Senada dengan hal tersebut, Tenaga Kependidikan Fakultas Psikologi UMBY, Rizky Febrina R., S.Pd., mendefinisikan Kartini masa kini sebagai sosok yang berani menjadi diri sendiri, tidak takut bermimpi, dan gigih mewujudkan impiannya.

"Dari zaman R.A. Kartini hingga kini, perempuan senantiasa memiliki semangat yang sama untuk mengambil peran dalam mewujudkan impiannya. Hanya saja, cara yang ditempuh saat ini mungkin berbeda," jelas Rizky. Ia pun berharap perempuan Indonesia untuk tidak mudah berkecil hati saat menghadapi rintangan, melainkan harus saling menguatkan, berani melangkah, dan terus berkembang.

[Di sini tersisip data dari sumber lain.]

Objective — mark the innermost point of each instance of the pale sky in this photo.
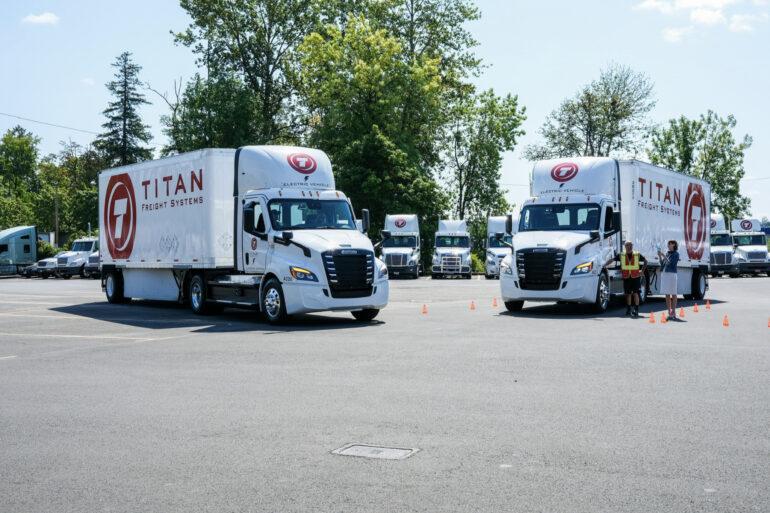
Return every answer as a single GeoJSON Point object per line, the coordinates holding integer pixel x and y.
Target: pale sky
{"type": "Point", "coordinates": [701, 54]}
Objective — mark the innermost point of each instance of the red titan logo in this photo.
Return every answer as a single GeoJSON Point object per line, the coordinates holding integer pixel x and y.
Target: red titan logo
{"type": "Point", "coordinates": [120, 216]}
{"type": "Point", "coordinates": [564, 172]}
{"type": "Point", "coordinates": [302, 162]}
{"type": "Point", "coordinates": [695, 221]}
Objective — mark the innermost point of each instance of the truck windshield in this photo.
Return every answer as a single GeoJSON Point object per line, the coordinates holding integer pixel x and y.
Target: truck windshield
{"type": "Point", "coordinates": [750, 240]}
{"type": "Point", "coordinates": [309, 214]}
{"type": "Point", "coordinates": [400, 241]}
{"type": "Point", "coordinates": [82, 246]}
{"type": "Point", "coordinates": [559, 217]}
{"type": "Point", "coordinates": [446, 241]}
{"type": "Point", "coordinates": [494, 243]}
{"type": "Point", "coordinates": [720, 240]}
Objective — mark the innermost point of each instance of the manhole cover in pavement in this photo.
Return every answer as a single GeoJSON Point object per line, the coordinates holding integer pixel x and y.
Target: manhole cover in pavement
{"type": "Point", "coordinates": [374, 451]}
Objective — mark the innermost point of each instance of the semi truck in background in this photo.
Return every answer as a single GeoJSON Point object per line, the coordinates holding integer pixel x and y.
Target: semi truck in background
{"type": "Point", "coordinates": [261, 226]}
{"type": "Point", "coordinates": [496, 249]}
{"type": "Point", "coordinates": [18, 249]}
{"type": "Point", "coordinates": [581, 212]}
{"type": "Point", "coordinates": [401, 251]}
{"type": "Point", "coordinates": [721, 260]}
{"type": "Point", "coordinates": [750, 246]}
{"type": "Point", "coordinates": [74, 261]}
{"type": "Point", "coordinates": [452, 251]}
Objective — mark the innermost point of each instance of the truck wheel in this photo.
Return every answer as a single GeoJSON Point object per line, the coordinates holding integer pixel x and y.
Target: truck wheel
{"type": "Point", "coordinates": [602, 294]}
{"type": "Point", "coordinates": [197, 296]}
{"type": "Point", "coordinates": [365, 315]}
{"type": "Point", "coordinates": [698, 285]}
{"type": "Point", "coordinates": [273, 304]}
{"type": "Point", "coordinates": [113, 286]}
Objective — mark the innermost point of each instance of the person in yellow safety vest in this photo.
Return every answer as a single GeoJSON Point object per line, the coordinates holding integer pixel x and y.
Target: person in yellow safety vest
{"type": "Point", "coordinates": [632, 273]}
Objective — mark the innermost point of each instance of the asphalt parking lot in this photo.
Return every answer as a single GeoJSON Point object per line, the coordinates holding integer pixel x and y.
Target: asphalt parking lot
{"type": "Point", "coordinates": [145, 407]}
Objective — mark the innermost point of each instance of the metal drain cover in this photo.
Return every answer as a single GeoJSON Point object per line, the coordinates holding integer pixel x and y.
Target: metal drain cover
{"type": "Point", "coordinates": [374, 451]}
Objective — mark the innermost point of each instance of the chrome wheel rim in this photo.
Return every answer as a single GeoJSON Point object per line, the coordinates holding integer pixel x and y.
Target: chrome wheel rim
{"type": "Point", "coordinates": [196, 295]}
{"type": "Point", "coordinates": [272, 302]}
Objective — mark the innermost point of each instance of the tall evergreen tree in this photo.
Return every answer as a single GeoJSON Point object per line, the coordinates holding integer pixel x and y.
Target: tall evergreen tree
{"type": "Point", "coordinates": [121, 143]}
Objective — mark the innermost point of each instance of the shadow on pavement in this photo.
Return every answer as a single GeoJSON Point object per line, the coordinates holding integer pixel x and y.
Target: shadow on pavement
{"type": "Point", "coordinates": [159, 315]}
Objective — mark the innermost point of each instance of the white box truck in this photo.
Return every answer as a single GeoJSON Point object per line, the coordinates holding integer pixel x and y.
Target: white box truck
{"type": "Point", "coordinates": [496, 249]}
{"type": "Point", "coordinates": [750, 247]}
{"type": "Point", "coordinates": [18, 249]}
{"type": "Point", "coordinates": [259, 226]}
{"type": "Point", "coordinates": [721, 260]}
{"type": "Point", "coordinates": [580, 213]}
{"type": "Point", "coordinates": [401, 249]}
{"type": "Point", "coordinates": [74, 261]}
{"type": "Point", "coordinates": [452, 252]}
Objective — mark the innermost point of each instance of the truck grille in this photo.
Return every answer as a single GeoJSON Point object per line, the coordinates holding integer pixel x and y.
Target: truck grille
{"type": "Point", "coordinates": [540, 268]}
{"type": "Point", "coordinates": [721, 258]}
{"type": "Point", "coordinates": [350, 272]}
{"type": "Point", "coordinates": [395, 260]}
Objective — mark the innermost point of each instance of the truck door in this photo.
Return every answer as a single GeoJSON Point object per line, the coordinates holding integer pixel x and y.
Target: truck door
{"type": "Point", "coordinates": [255, 241]}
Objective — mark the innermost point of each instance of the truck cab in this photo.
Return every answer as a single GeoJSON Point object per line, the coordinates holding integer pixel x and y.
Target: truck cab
{"type": "Point", "coordinates": [497, 249]}
{"type": "Point", "coordinates": [452, 253]}
{"type": "Point", "coordinates": [750, 247]}
{"type": "Point", "coordinates": [721, 248]}
{"type": "Point", "coordinates": [74, 261]}
{"type": "Point", "coordinates": [401, 251]}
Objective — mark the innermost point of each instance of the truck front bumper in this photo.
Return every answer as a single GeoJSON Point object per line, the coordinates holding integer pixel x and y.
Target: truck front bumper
{"type": "Point", "coordinates": [575, 289]}
{"type": "Point", "coordinates": [314, 297]}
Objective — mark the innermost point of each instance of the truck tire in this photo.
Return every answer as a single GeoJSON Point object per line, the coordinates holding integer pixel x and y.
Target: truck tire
{"type": "Point", "coordinates": [113, 287]}
{"type": "Point", "coordinates": [698, 285]}
{"type": "Point", "coordinates": [197, 296]}
{"type": "Point", "coordinates": [602, 294]}
{"type": "Point", "coordinates": [365, 315]}
{"type": "Point", "coordinates": [273, 304]}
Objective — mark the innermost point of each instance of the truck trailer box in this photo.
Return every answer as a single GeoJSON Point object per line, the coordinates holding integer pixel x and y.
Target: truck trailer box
{"type": "Point", "coordinates": [580, 213]}
{"type": "Point", "coordinates": [258, 226]}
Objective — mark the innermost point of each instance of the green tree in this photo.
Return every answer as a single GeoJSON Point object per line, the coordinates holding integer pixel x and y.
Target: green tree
{"type": "Point", "coordinates": [254, 40]}
{"type": "Point", "coordinates": [355, 84]}
{"type": "Point", "coordinates": [706, 148]}
{"type": "Point", "coordinates": [121, 142]}
{"type": "Point", "coordinates": [217, 112]}
{"type": "Point", "coordinates": [18, 160]}
{"type": "Point", "coordinates": [607, 117]}
{"type": "Point", "coordinates": [484, 127]}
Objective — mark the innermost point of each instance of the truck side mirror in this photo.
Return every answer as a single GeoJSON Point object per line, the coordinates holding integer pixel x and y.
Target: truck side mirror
{"type": "Point", "coordinates": [248, 218]}
{"type": "Point", "coordinates": [365, 219]}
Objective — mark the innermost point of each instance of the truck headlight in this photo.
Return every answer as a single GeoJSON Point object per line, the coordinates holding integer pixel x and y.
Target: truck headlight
{"type": "Point", "coordinates": [583, 268]}
{"type": "Point", "coordinates": [301, 274]}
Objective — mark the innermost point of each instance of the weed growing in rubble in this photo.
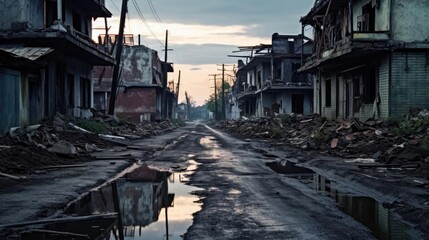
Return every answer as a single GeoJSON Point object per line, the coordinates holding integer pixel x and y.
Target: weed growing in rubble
{"type": "Point", "coordinates": [276, 133]}
{"type": "Point", "coordinates": [424, 145]}
{"type": "Point", "coordinates": [404, 128]}
{"type": "Point", "coordinates": [178, 121]}
{"type": "Point", "coordinates": [93, 126]}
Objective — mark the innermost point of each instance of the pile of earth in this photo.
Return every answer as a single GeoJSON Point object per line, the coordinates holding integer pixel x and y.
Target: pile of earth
{"type": "Point", "coordinates": [394, 143]}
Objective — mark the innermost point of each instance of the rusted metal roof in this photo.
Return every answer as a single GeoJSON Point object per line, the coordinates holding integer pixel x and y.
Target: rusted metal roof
{"type": "Point", "coordinates": [31, 53]}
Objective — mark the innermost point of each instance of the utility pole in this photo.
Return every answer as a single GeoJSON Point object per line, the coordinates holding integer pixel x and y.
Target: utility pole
{"type": "Point", "coordinates": [188, 104]}
{"type": "Point", "coordinates": [164, 81]}
{"type": "Point", "coordinates": [177, 89]}
{"type": "Point", "coordinates": [215, 85]}
{"type": "Point", "coordinates": [223, 92]}
{"type": "Point", "coordinates": [119, 42]}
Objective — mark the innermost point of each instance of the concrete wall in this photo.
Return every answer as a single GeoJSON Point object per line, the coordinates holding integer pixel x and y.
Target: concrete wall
{"type": "Point", "coordinates": [410, 82]}
{"type": "Point", "coordinates": [329, 112]}
{"type": "Point", "coordinates": [134, 102]}
{"type": "Point", "coordinates": [12, 11]}
{"type": "Point", "coordinates": [9, 99]}
{"type": "Point", "coordinates": [382, 14]}
{"type": "Point", "coordinates": [410, 20]}
{"type": "Point", "coordinates": [137, 65]}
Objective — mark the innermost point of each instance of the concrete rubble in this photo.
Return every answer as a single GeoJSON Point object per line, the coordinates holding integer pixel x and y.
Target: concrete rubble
{"type": "Point", "coordinates": [64, 141]}
{"type": "Point", "coordinates": [400, 142]}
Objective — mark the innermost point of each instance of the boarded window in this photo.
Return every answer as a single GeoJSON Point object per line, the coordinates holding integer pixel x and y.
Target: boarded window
{"type": "Point", "coordinates": [85, 93]}
{"type": "Point", "coordinates": [328, 93]}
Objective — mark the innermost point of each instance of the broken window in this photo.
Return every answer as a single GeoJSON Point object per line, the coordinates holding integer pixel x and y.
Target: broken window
{"type": "Point", "coordinates": [356, 94]}
{"type": "Point", "coordinates": [77, 21]}
{"type": "Point", "coordinates": [328, 92]}
{"type": "Point", "coordinates": [70, 89]}
{"type": "Point", "coordinates": [366, 22]}
{"type": "Point", "coordinates": [85, 93]}
{"type": "Point", "coordinates": [296, 77]}
{"type": "Point", "coordinates": [370, 86]}
{"type": "Point", "coordinates": [50, 13]}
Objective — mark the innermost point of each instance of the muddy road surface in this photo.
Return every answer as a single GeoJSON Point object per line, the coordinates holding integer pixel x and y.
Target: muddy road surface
{"type": "Point", "coordinates": [245, 199]}
{"type": "Point", "coordinates": [199, 183]}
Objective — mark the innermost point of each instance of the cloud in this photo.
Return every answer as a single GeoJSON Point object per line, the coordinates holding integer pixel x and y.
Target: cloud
{"type": "Point", "coordinates": [264, 17]}
{"type": "Point", "coordinates": [195, 69]}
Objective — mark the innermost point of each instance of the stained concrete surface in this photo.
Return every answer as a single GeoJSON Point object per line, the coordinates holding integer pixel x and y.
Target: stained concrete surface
{"type": "Point", "coordinates": [242, 197]}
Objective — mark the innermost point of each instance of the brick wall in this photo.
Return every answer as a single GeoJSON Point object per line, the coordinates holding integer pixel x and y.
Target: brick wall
{"type": "Point", "coordinates": [410, 82]}
{"type": "Point", "coordinates": [134, 102]}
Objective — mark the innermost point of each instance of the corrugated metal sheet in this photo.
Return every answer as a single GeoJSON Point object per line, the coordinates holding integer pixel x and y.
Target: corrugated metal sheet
{"type": "Point", "coordinates": [31, 53]}
{"type": "Point", "coordinates": [9, 99]}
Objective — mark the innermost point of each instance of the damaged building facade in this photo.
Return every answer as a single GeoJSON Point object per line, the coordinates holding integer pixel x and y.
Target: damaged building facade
{"type": "Point", "coordinates": [370, 59]}
{"type": "Point", "coordinates": [139, 95]}
{"type": "Point", "coordinates": [269, 83]}
{"type": "Point", "coordinates": [46, 59]}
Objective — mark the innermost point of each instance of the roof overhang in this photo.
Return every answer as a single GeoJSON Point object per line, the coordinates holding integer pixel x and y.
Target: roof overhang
{"type": "Point", "coordinates": [96, 8]}
{"type": "Point", "coordinates": [74, 46]}
{"type": "Point", "coordinates": [321, 7]}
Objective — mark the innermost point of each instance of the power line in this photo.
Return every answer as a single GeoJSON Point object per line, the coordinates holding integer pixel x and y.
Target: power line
{"type": "Point", "coordinates": [145, 22]}
{"type": "Point", "coordinates": [114, 4]}
{"type": "Point", "coordinates": [154, 12]}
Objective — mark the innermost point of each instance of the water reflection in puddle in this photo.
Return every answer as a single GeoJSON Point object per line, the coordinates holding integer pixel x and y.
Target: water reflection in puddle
{"type": "Point", "coordinates": [366, 210]}
{"type": "Point", "coordinates": [153, 205]}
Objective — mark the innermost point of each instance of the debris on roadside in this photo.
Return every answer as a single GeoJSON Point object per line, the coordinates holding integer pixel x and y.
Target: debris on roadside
{"type": "Point", "coordinates": [395, 141]}
{"type": "Point", "coordinates": [64, 140]}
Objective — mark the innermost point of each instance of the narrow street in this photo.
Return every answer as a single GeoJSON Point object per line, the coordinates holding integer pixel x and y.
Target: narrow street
{"type": "Point", "coordinates": [222, 188]}
{"type": "Point", "coordinates": [245, 199]}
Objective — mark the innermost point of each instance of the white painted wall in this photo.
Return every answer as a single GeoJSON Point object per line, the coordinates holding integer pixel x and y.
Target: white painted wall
{"type": "Point", "coordinates": [382, 14]}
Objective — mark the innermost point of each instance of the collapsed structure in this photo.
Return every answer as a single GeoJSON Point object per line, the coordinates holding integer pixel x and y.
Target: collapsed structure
{"type": "Point", "coordinates": [46, 59]}
{"type": "Point", "coordinates": [370, 58]}
{"type": "Point", "coordinates": [269, 83]}
{"type": "Point", "coordinates": [139, 96]}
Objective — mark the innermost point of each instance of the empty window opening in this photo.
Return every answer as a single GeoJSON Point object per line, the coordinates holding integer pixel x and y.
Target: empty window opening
{"type": "Point", "coordinates": [85, 93]}
{"type": "Point", "coordinates": [328, 93]}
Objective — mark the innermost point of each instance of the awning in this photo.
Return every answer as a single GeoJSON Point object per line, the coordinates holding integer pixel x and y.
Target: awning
{"type": "Point", "coordinates": [30, 53]}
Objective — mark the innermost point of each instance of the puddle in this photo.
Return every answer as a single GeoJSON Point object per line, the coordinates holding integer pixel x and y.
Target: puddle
{"type": "Point", "coordinates": [209, 142]}
{"type": "Point", "coordinates": [287, 167]}
{"type": "Point", "coordinates": [368, 211]}
{"type": "Point", "coordinates": [153, 205]}
{"type": "Point", "coordinates": [373, 214]}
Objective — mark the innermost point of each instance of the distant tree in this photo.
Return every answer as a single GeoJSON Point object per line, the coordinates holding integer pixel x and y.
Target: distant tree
{"type": "Point", "coordinates": [211, 106]}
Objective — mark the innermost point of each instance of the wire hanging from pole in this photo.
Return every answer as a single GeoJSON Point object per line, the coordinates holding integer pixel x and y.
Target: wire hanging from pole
{"type": "Point", "coordinates": [145, 22]}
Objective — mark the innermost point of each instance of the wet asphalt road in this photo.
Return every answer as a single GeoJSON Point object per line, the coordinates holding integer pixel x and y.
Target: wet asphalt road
{"type": "Point", "coordinates": [244, 199]}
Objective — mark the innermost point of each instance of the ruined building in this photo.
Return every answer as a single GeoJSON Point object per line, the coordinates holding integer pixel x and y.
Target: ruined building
{"type": "Point", "coordinates": [370, 58]}
{"type": "Point", "coordinates": [269, 83]}
{"type": "Point", "coordinates": [140, 85]}
{"type": "Point", "coordinates": [46, 59]}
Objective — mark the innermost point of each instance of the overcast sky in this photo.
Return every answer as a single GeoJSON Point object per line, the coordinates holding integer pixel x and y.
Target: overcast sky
{"type": "Point", "coordinates": [203, 33]}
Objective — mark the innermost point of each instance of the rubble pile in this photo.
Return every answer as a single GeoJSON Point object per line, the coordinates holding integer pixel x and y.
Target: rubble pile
{"type": "Point", "coordinates": [393, 141]}
{"type": "Point", "coordinates": [65, 140]}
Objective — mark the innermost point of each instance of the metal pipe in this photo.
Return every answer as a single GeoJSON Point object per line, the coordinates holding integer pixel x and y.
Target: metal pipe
{"type": "Point", "coordinates": [351, 18]}
{"type": "Point", "coordinates": [60, 10]}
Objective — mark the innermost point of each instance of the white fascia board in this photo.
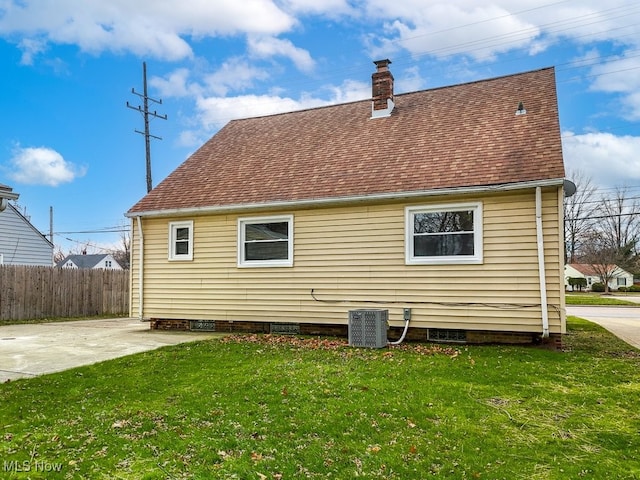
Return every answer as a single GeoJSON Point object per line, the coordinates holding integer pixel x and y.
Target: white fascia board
{"type": "Point", "coordinates": [339, 201]}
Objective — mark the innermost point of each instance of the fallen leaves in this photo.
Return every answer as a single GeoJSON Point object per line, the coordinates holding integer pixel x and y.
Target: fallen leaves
{"type": "Point", "coordinates": [328, 343]}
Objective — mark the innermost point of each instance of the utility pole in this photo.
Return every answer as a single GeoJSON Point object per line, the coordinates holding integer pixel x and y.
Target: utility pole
{"type": "Point", "coordinates": [146, 114]}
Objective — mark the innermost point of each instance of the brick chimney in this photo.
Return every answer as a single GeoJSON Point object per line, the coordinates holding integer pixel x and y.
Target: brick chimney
{"type": "Point", "coordinates": [382, 90]}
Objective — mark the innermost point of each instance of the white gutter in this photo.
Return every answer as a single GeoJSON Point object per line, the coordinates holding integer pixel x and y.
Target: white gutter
{"type": "Point", "coordinates": [319, 202]}
{"type": "Point", "coordinates": [140, 268]}
{"type": "Point", "coordinates": [541, 269]}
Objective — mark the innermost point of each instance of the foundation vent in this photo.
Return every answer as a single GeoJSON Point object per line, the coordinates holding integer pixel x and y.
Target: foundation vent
{"type": "Point", "coordinates": [282, 328]}
{"type": "Point", "coordinates": [446, 335]}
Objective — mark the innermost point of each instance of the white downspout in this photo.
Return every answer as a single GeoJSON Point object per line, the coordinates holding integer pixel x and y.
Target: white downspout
{"type": "Point", "coordinates": [140, 268]}
{"type": "Point", "coordinates": [541, 269]}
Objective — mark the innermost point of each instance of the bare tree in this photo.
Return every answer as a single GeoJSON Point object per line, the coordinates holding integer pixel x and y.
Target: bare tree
{"type": "Point", "coordinates": [602, 256]}
{"type": "Point", "coordinates": [579, 210]}
{"type": "Point", "coordinates": [123, 254]}
{"type": "Point", "coordinates": [619, 222]}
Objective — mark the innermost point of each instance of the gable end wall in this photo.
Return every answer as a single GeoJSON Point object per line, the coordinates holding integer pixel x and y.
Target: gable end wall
{"type": "Point", "coordinates": [352, 257]}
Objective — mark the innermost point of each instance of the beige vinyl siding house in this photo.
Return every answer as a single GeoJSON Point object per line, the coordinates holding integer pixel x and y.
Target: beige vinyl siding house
{"type": "Point", "coordinates": [621, 278]}
{"type": "Point", "coordinates": [336, 254]}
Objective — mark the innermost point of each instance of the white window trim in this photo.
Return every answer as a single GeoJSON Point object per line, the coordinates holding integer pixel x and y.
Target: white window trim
{"type": "Point", "coordinates": [475, 259]}
{"type": "Point", "coordinates": [173, 226]}
{"type": "Point", "coordinates": [288, 262]}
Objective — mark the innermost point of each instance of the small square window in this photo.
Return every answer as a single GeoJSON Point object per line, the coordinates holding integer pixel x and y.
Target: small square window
{"type": "Point", "coordinates": [181, 240]}
{"type": "Point", "coordinates": [444, 234]}
{"type": "Point", "coordinates": [265, 241]}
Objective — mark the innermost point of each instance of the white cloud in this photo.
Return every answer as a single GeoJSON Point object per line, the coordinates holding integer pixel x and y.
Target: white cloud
{"type": "Point", "coordinates": [444, 29]}
{"type": "Point", "coordinates": [216, 111]}
{"type": "Point", "coordinates": [329, 8]}
{"type": "Point", "coordinates": [175, 84]}
{"type": "Point", "coordinates": [160, 29]}
{"type": "Point", "coordinates": [234, 75]}
{"type": "Point", "coordinates": [42, 166]}
{"type": "Point", "coordinates": [483, 29]}
{"type": "Point", "coordinates": [608, 159]}
{"type": "Point", "coordinates": [31, 47]}
{"type": "Point", "coordinates": [267, 47]}
{"type": "Point", "coordinates": [620, 76]}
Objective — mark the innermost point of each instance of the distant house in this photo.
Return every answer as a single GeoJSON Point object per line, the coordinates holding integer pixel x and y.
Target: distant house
{"type": "Point", "coordinates": [621, 278]}
{"type": "Point", "coordinates": [443, 207]}
{"type": "Point", "coordinates": [20, 242]}
{"type": "Point", "coordinates": [105, 261]}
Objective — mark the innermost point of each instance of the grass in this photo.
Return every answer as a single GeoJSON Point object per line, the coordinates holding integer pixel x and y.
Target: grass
{"type": "Point", "coordinates": [262, 407]}
{"type": "Point", "coordinates": [595, 299]}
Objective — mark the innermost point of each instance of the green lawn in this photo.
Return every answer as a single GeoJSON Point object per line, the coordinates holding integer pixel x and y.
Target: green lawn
{"type": "Point", "coordinates": [261, 407]}
{"type": "Point", "coordinates": [589, 298]}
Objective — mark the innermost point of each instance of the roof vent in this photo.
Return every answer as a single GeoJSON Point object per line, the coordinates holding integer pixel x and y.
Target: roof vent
{"type": "Point", "coordinates": [382, 90]}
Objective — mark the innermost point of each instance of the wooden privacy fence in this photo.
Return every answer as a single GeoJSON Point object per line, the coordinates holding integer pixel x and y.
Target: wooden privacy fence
{"type": "Point", "coordinates": [44, 292]}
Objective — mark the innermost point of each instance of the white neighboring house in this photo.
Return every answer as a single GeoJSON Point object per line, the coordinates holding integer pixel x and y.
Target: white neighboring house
{"type": "Point", "coordinates": [621, 278]}
{"type": "Point", "coordinates": [20, 242]}
{"type": "Point", "coordinates": [105, 261]}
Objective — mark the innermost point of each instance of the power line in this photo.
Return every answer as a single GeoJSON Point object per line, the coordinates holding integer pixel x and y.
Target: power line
{"type": "Point", "coordinates": [146, 114]}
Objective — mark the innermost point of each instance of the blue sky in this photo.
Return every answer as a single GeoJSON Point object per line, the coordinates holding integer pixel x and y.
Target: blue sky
{"type": "Point", "coordinates": [67, 140]}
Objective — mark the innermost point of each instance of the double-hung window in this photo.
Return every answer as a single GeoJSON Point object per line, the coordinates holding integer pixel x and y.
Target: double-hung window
{"type": "Point", "coordinates": [444, 234]}
{"type": "Point", "coordinates": [265, 241]}
{"type": "Point", "coordinates": [181, 240]}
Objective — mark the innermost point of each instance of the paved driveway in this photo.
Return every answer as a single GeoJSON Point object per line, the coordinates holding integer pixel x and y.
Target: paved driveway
{"type": "Point", "coordinates": [30, 350]}
{"type": "Point", "coordinates": [623, 322]}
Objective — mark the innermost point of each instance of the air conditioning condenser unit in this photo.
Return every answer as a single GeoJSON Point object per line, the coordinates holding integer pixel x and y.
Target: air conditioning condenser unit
{"type": "Point", "coordinates": [368, 328]}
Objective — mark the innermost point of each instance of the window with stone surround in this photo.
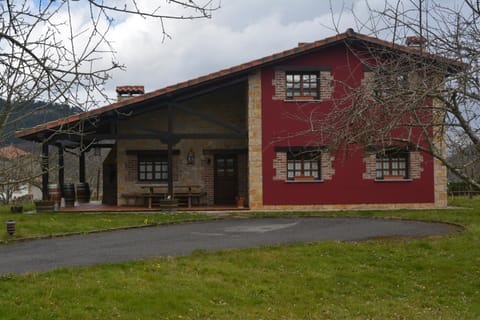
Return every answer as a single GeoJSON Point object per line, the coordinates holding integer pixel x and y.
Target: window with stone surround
{"type": "Point", "coordinates": [153, 168]}
{"type": "Point", "coordinates": [392, 164]}
{"type": "Point", "coordinates": [303, 165]}
{"type": "Point", "coordinates": [302, 85]}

Semangat kesetaraan dan pemberdayaan ini sejatinya sejalan dengan perspektif agama, khususnya Islam, yang memuliakan dan menjaga martabat perempuan. Stigma negatif yang kerap menganggap perempuan terkekang, tersisih dari dinamika sosial, atau tidak memiliki peran nyata di masyarakat perlahan mulai terbantahkan. Pada akhirnya, kontribusi nyata perempuan di berbagai bidanglah yang menjadi jawaban sekaligus pendobrak hambatan dalam perjuangan kesetaraan gender saat ini.